To represent prokaryotes, a database of 75 million prokaryotic protein sequences was curated from 47,545 complete prokaryotic genomes obtained from the National Center for Biotechnology Information (NCBI) GenBank in November 2023 (prok2311) and supplemented with proteins extracted from 63 Asgard genome assemblies4,5. The initial eukaryotic database consisted of 30 million sequences from 993 species present in EukProt v.3 (ref. 36), cleaned using mmseqs2 (ref. 37) to remove prokaryotic contaminants (Fig. 1a). To accurately infer the origins of genes in the LECA, it is essential to exclude genes present only within narrow subsets of species. These possibly result from post-LECA horizontal gene transfer (HGT) between eukaryotes and prokaryotes, a principal phenomenon given the pervasive cohabitation of eukaryotes with prokaryotes38,39,40,41. To prevent such genes from affecting our analysis, we reconstructed the ‘soft-core’ pangenome for each of our assigned prokaryotic and eukaryotic taxonomic classes (Methods). These pangenomes included only those genes that are present in at least 50% of the species within each class of bacteria and archaea in prok2311 (20.7 million), and at least 20% of the species in eukaryotes (12.7 million), ensuring that our inferences were based only on widespread protein families and would not reflect lineage-specific HGT (Extended Data Fig. 1d).

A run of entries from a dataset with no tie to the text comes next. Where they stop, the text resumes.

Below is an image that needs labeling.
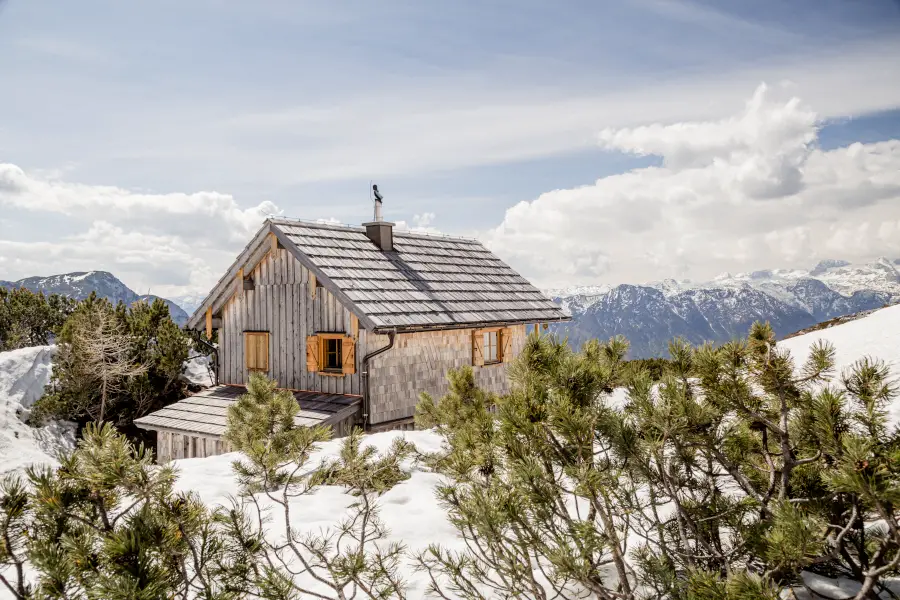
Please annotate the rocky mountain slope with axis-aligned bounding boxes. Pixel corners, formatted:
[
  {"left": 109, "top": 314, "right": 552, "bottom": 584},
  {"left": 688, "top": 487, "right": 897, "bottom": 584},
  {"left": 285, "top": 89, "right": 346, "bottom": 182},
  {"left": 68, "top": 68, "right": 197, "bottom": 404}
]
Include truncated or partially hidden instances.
[
  {"left": 550, "top": 258, "right": 900, "bottom": 358},
  {"left": 0, "top": 271, "right": 188, "bottom": 325}
]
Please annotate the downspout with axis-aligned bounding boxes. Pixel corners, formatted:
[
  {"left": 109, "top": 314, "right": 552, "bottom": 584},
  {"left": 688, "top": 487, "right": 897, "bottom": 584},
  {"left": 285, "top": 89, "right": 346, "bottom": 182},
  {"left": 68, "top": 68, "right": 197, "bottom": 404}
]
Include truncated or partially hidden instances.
[
  {"left": 362, "top": 328, "right": 397, "bottom": 431},
  {"left": 194, "top": 331, "right": 219, "bottom": 385}
]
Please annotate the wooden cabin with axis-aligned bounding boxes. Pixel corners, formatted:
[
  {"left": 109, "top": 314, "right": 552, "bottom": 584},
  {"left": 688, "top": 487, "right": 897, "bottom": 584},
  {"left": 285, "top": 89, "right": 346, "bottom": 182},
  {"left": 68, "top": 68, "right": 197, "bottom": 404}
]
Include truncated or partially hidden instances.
[{"left": 135, "top": 209, "right": 567, "bottom": 461}]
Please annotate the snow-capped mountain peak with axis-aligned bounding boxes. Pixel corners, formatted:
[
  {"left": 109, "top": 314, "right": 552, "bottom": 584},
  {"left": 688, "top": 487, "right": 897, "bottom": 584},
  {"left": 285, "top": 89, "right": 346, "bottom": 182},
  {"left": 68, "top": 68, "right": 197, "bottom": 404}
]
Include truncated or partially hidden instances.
[{"left": 551, "top": 258, "right": 900, "bottom": 357}]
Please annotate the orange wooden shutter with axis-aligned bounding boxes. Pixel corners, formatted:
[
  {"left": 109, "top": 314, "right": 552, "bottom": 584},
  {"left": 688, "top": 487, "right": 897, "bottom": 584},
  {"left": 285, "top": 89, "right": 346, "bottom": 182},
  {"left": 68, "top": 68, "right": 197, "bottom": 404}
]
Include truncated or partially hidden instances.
[
  {"left": 472, "top": 329, "right": 484, "bottom": 367},
  {"left": 256, "top": 333, "right": 269, "bottom": 372},
  {"left": 306, "top": 335, "right": 319, "bottom": 373},
  {"left": 244, "top": 331, "right": 269, "bottom": 371},
  {"left": 341, "top": 335, "right": 356, "bottom": 375},
  {"left": 244, "top": 333, "right": 256, "bottom": 371},
  {"left": 500, "top": 327, "right": 513, "bottom": 362}
]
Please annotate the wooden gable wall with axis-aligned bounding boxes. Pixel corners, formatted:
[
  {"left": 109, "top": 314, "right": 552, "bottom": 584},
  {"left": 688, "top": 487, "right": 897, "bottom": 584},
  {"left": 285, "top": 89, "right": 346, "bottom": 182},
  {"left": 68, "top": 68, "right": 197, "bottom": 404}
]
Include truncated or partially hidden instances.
[{"left": 219, "top": 247, "right": 366, "bottom": 394}]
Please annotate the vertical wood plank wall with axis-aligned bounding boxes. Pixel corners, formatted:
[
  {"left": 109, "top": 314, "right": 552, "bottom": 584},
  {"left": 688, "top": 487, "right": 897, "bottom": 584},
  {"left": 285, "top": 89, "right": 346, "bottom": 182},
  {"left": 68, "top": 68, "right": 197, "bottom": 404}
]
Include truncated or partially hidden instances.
[
  {"left": 366, "top": 325, "right": 527, "bottom": 425},
  {"left": 156, "top": 430, "right": 231, "bottom": 464},
  {"left": 219, "top": 248, "right": 366, "bottom": 395}
]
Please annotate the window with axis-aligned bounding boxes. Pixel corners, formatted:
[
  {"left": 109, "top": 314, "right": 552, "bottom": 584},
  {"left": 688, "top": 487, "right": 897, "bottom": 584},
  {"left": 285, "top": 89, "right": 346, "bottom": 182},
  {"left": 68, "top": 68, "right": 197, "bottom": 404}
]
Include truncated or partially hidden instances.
[
  {"left": 306, "top": 333, "right": 356, "bottom": 375},
  {"left": 482, "top": 331, "right": 500, "bottom": 365},
  {"left": 322, "top": 338, "right": 343, "bottom": 371},
  {"left": 472, "top": 327, "right": 513, "bottom": 367},
  {"left": 244, "top": 331, "right": 269, "bottom": 372}
]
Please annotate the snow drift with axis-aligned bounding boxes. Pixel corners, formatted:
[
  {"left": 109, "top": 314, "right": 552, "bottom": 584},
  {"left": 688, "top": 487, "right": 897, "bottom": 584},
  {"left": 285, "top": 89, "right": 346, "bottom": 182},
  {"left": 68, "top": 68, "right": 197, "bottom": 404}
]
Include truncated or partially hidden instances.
[
  {"left": 0, "top": 346, "right": 75, "bottom": 473},
  {"left": 0, "top": 306, "right": 900, "bottom": 600}
]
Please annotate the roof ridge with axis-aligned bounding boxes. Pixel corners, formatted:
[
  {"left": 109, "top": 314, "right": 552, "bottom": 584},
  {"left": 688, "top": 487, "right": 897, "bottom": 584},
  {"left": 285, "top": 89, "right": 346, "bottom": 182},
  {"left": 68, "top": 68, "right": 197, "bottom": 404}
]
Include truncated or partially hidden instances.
[{"left": 267, "top": 215, "right": 483, "bottom": 245}]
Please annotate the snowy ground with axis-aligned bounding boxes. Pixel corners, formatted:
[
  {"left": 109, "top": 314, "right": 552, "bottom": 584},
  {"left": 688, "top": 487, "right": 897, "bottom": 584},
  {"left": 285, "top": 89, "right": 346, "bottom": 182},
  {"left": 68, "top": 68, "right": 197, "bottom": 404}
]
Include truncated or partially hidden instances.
[
  {"left": 0, "top": 346, "right": 75, "bottom": 473},
  {"left": 0, "top": 306, "right": 900, "bottom": 600},
  {"left": 175, "top": 431, "right": 462, "bottom": 600}
]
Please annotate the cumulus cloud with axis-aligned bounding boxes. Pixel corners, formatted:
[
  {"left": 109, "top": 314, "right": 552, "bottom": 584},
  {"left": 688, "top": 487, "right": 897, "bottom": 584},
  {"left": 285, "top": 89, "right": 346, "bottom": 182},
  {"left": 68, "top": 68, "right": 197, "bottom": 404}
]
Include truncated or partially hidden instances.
[
  {"left": 486, "top": 85, "right": 900, "bottom": 287},
  {"left": 395, "top": 212, "right": 441, "bottom": 235},
  {"left": 0, "top": 164, "right": 280, "bottom": 294}
]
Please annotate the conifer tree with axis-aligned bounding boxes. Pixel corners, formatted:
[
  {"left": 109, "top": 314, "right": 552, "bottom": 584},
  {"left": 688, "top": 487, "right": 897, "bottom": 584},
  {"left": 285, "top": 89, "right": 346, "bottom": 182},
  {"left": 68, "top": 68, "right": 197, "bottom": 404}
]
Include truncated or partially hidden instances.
[
  {"left": 222, "top": 373, "right": 411, "bottom": 600},
  {"left": 0, "top": 424, "right": 236, "bottom": 600}
]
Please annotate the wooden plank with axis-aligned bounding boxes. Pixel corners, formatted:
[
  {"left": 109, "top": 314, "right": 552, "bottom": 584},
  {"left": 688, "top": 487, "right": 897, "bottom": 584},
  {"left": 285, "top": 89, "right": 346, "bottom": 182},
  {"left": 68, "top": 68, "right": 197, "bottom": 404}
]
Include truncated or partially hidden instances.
[
  {"left": 186, "top": 226, "right": 271, "bottom": 329},
  {"left": 283, "top": 284, "right": 297, "bottom": 387}
]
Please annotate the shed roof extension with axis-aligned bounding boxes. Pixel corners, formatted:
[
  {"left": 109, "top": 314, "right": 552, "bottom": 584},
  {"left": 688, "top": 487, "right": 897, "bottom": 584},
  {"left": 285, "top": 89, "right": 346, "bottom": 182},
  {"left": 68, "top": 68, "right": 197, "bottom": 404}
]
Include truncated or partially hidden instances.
[{"left": 188, "top": 219, "right": 568, "bottom": 330}]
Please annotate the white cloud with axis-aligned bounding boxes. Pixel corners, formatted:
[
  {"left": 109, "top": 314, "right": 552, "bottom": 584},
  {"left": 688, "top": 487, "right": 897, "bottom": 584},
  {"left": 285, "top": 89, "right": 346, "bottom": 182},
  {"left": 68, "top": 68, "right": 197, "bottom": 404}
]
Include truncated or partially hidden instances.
[
  {"left": 486, "top": 86, "right": 900, "bottom": 287},
  {"left": 0, "top": 164, "right": 280, "bottom": 294},
  {"left": 394, "top": 212, "right": 441, "bottom": 235}
]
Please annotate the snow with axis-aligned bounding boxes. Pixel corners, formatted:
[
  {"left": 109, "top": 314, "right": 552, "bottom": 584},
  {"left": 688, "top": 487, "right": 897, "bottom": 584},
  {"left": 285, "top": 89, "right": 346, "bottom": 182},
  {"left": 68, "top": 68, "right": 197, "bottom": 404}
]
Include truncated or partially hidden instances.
[
  {"left": 181, "top": 350, "right": 214, "bottom": 387},
  {"left": 0, "top": 306, "right": 900, "bottom": 600},
  {"left": 0, "top": 346, "right": 75, "bottom": 474},
  {"left": 175, "top": 431, "right": 463, "bottom": 600},
  {"left": 778, "top": 305, "right": 900, "bottom": 424}
]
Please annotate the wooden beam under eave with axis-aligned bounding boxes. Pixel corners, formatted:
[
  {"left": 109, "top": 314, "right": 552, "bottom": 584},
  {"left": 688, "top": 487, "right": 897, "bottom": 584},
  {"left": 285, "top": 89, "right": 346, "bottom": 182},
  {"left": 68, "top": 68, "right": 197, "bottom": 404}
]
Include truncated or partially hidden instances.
[{"left": 269, "top": 232, "right": 278, "bottom": 254}]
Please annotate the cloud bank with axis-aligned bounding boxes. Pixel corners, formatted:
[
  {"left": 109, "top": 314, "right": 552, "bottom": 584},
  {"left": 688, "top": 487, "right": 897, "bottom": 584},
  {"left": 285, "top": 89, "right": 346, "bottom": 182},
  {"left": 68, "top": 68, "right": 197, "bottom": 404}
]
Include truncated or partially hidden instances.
[
  {"left": 484, "top": 85, "right": 900, "bottom": 287},
  {"left": 0, "top": 163, "right": 281, "bottom": 294}
]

Fig. 1: Phylogenetic associations of functional classes of eukaryotic proteins with principal archaeal and bacterial taxa.
figure 1

a, Simplified EPOC generation and processing pipeline. From left to right, one eukaryotic and one prokaryotic sequence database transformed into HMMs. The query of eukaryotic against prokaryotic HMMs generated 13,500 annotated EPOCs. The detected prokaryotic clades were assessed for their probability to be the closest eukaryotic sister phyla by permutation testing using IQTree2 (Extended Data Fig. 2). b, Global aELW for all EPOCs within unfiltered, core and non-paralogous subsets and top-level breakdowns for metabolic enzymes and proteins of core information-processing pathways as defined by the KEGG ontology BRITE at the coarsest A level (KO:09100, KO:09120). Grey markers group prokaryotic taxa with an aELW < 0.01. c, Further subdivision of aELW values across more specific functional categories of genes BRITE level B, counting the total number of EPOCs and coloured by relative aELW of taxa per category.

To identify close connections between prokaryotic and eukaryotic protein families, separate hidden Markov model (HMM) databases for prokaryotes and eukaryotes were constructed using a custom, cascaded, sequence-to-profile clustering pipeline, implemented based on mmseqs2 clustering, followed by a multistep data reduction and multiple sequence alignment (MSA) procedure to generate HMM profiles using diversified muscle5 alignments42 and HH-suite43 (Methods). The resulting eukaryotic HMMs were queried against the prokaryotic dataset using HHblits43 to identify sets of homologous protein sequences. Each eukaryotic cluster sequence and all its significant prokaryotic hits constituted an individual set, hereinafter referred to as a eukaryotic–prokaryotic orthologous cluster (EPOC). Each EPOC contains a unique set of eukaryotic proteins. These EPOCs were used for phylogenetic tree construction, annotation and evolutionary hypothesis testing (Fig. 1a). The final EPOCs include 10.9 million prokaryotic and 1.74 million eukaryotic sequences, mapping to 52% and 14% of the respective non-redundant pangenome datasets.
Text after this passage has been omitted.